Wat doet een kunstleraar?

Meestal betekent de verwijzing naar een kunstleraar een leraar beeldende kunst. Een kunstleraar kan op een school, hogeschool of universiteit werken; geassocieerd zijn met een studio of museum; of geef privélessen. In elk van deze functies zal een kunstleraar - na verloop van tijd - waarschijnlijk zes basisgebieden behandelen. Dit zijn: hoe beeldende kunst te maken met behulp van verschillende media; de structuren en functies die betrokken zijn bij kunst van verschillende genres en doeleinden; de keuze en evaluatie van de inhoud van kunst; de relatie tussen beeldende kunst en historische gebeurtenissen en culturen; hoe kunstwerken te beoordelen; en de onderlinge verbanden tussen beeldende kunst en andere disciplines. In veel gevallen zullen deze gebieden niet als afzonderlijke afzonderlijke eenheden worden onderwezen; in plaats daarvan zullen instructies worden vermengd en overlappen.

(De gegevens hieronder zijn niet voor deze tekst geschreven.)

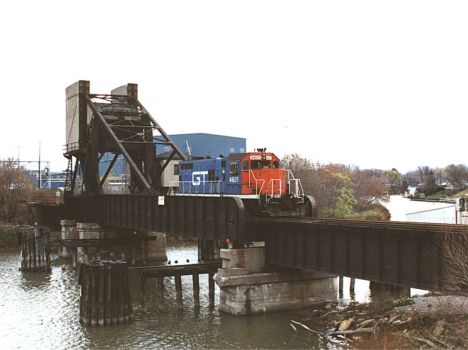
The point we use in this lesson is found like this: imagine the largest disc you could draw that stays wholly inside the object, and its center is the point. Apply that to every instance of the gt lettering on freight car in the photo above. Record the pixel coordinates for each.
(198, 177)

Bij het lesgeven van het eerste gebied helpt de tekenleraar studenten de technieken en processen te begrijpen die betrokken zijn bij het gebruik van verschillende media, en biedt hij de studenten kansen om daadwerkelijk het gebruik van deze media te ervaren. De media kunnen alles omvatten, van verf tot klei tot pastelkleuren tot metaal tot hout tot kleurstoffen. De technieken en processen kunnen bijvoorbeeld penseelstreken, verschillende benaderingen met behulp van een pottenbakkerswiel, vlekken, lassen, snijwerk en batiking omvatten.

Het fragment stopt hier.